(Ah, note that I am considering very simple streaming apps here, e.g. event
enrichment apps.  No windowing or complex state.  The only state is the
Kafka offsets, which I suppose would also have to be managed from Kafka,
not from Flink state.)



On Wed, Oct 5, 2022 at 9:54 AM Andrew Otto <o...@wikimedia.org> wrote:

> Hi all,
>
> *tl;dr: Would it be possible to make a KafkaSource that uses Kafka's built
> in consumer assignment for Flink tasks?*
>
> At the Wikimedia Foundation we are evaluating
> <https://phabricator.wikimedia.org/T307944> whether we can use a Kafka
> 'stretch' cluster to simplify the multi-datacenter deployment architecture
> of streaming applications.
>
> A Kafka stretch cluster is one in which the brokers span multiple
> datacenters, relying on the usual Kafka broker replication for multi DC
> replication (rather than something like Kafka MirrorMaker).  This is
> feasible with Kafka today mostly because of follower fetching
> <https://cwiki.apache.org/confluence/display/KAFKA/KIP-392%3A+Allow+consumers+to+fetch+from+closest+replica>
> support, allowing consumers to be assigned to consume from partitions that
> are 'closest' to them, e.g. in the same 'rack' (or DC :) ).
>
> Having a single Kafka cluster makes datacenter failover for streaming
> applications a little bit simpler, as there is only one set of offsets to
> use when saving state.  We can run a streaming app in active/passive mode.
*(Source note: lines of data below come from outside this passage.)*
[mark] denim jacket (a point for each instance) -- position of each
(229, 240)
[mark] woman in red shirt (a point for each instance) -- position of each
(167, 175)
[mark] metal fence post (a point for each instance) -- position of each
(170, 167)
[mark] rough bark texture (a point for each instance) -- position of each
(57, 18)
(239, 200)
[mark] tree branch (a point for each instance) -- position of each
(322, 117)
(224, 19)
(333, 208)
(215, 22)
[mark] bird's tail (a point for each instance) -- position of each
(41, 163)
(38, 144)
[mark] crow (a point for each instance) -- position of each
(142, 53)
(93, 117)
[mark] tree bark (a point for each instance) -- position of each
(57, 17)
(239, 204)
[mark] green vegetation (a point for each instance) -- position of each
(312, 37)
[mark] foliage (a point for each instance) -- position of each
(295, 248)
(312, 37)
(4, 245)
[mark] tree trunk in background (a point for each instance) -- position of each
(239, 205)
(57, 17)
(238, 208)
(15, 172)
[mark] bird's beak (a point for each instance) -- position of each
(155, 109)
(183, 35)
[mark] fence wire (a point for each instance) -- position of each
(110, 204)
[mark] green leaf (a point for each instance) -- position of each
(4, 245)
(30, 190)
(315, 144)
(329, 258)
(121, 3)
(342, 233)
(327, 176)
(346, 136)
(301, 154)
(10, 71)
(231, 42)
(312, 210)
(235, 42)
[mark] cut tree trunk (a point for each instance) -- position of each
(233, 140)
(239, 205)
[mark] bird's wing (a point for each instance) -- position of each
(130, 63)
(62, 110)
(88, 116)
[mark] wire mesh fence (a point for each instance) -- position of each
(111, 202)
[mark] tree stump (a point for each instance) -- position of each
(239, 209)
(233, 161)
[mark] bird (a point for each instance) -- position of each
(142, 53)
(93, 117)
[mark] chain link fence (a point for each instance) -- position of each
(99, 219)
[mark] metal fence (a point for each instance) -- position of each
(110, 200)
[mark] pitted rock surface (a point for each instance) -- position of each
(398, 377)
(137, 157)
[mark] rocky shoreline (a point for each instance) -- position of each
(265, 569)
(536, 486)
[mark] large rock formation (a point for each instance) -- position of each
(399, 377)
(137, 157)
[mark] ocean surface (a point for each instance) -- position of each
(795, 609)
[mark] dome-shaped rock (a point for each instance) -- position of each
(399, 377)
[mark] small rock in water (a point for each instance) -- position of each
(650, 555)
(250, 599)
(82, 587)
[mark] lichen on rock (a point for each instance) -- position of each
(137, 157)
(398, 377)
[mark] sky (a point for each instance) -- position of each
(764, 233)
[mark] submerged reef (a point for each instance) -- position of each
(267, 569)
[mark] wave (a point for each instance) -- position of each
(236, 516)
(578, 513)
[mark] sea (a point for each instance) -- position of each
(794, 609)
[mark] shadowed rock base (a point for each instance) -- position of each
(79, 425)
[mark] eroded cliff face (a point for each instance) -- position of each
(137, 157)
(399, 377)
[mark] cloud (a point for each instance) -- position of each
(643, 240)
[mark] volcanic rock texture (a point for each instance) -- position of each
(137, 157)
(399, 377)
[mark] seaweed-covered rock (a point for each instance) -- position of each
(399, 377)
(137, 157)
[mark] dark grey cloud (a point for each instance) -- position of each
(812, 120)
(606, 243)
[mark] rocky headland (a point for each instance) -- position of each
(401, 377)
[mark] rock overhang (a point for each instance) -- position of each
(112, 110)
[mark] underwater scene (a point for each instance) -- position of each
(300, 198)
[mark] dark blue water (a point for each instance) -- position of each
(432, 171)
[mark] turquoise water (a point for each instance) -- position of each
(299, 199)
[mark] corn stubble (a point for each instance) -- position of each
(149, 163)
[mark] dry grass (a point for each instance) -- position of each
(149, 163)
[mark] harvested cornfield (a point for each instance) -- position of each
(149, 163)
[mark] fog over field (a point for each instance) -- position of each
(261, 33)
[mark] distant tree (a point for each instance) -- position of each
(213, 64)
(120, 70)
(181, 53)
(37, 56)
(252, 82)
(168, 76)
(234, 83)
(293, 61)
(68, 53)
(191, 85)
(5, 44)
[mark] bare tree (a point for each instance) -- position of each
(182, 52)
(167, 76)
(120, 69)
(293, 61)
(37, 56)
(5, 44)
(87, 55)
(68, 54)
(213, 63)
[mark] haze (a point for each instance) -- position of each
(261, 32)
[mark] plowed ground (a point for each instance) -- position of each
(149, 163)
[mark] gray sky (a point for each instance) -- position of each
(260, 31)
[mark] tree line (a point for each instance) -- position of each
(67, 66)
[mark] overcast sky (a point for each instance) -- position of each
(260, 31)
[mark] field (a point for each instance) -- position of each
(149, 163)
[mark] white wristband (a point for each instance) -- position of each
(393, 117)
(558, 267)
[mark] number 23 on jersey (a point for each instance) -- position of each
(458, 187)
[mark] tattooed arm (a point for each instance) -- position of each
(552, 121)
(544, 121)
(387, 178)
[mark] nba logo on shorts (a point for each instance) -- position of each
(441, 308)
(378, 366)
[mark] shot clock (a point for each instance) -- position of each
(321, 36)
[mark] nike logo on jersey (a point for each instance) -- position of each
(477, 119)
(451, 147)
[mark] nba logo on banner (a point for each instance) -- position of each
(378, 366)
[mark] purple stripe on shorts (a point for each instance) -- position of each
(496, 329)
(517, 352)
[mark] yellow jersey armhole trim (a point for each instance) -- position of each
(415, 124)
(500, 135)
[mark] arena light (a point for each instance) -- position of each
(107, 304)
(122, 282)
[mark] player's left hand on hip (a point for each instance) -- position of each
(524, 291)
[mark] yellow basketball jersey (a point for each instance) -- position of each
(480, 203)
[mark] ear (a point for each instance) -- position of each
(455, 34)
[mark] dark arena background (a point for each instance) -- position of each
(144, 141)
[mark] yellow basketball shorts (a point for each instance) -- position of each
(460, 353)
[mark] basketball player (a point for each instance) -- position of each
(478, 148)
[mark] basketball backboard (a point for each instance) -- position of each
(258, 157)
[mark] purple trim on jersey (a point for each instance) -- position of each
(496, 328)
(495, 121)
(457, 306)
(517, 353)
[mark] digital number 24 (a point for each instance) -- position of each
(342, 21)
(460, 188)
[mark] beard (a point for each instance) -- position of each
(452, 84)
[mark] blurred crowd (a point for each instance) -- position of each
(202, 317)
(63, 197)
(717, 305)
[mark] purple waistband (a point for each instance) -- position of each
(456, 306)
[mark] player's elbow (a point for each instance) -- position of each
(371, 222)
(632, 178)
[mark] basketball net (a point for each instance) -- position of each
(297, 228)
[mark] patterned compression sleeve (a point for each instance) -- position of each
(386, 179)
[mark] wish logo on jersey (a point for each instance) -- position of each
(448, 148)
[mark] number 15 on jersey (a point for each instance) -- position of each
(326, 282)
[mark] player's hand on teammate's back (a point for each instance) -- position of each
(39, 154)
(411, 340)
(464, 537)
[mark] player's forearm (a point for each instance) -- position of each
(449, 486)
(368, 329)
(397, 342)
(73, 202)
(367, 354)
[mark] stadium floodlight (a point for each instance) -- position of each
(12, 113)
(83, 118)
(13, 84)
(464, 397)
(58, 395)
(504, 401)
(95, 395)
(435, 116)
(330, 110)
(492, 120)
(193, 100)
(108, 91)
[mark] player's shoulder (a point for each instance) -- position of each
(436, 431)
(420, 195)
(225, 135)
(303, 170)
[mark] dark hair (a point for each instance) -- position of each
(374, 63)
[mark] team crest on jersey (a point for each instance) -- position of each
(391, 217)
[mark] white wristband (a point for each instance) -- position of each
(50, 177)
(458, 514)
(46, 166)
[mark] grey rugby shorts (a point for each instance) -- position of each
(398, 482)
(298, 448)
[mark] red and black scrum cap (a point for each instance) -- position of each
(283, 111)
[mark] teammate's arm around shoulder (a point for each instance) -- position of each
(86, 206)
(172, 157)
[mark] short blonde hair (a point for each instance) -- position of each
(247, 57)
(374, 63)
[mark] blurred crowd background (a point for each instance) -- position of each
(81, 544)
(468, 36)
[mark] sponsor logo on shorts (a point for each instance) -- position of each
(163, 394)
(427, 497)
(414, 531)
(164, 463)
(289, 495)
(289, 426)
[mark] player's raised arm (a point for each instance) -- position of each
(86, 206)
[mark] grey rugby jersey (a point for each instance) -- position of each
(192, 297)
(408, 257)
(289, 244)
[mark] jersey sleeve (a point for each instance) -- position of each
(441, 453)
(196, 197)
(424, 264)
> This would allow us to stop the app in one datacenter, and then start it up
> in another, using the same state snapshot and same Kafka cluster.
>
> But, this got me wondering...would it be possible to run a streaming app
> in an active/active mode, where in normal operation, half of the work was
> being done in each DC, and in failover, all of the work would automatically
> failover to the online DC.
>
> I don't think running a single Flink application cross DC would work well;
> there's too much inter-node traffic happening, and the Flink tasks don't
> have any DC awareness.
>
> But would it be possible to run two separate streaming applications in
> each DC, but in the *same Kafka consumer group*? I believe that, if the
> streaming app was using Kafka's usual consumer assignment and rebalancing
> protocol, it would.  Kafka would just see clients connecting from either DC
> in the same consumer group, and assign each consumer an equal number of
> partitions to consume, resulting in equal partition balancing in DCs.  If
> we shut down one of the streaming apps, Kafka would automatically rebalance
> the consumers in the consumer group, assigning all of the work to the
> remaining streaming app in the other DC.
>
> I got excited about this possibility, only to learn that Flink's
> KafkaSource does not use Kafka for consumer assignment.  I think I
> understand why it does this: the Source API can do a lot more than Kafka,
> so having some kind of state management (offsets) and task assignment
> (Kafka consumer balance protocol) outside of the usual Flink Source would
> be pretty weird.  Implementing offset and task assignment inside of the
> KafkaSource allows it to work like any other Source implementation.
>
> However, this active/active multi DC streaming app idea seems pretty
> compelling, as it would greatly reduce operator/SRE overhead.  It seems to
> me that any Kafka streaming app that did use Kafka's built in consumer
> assignment protocol (like Kafka Streams) would be deployable in this way.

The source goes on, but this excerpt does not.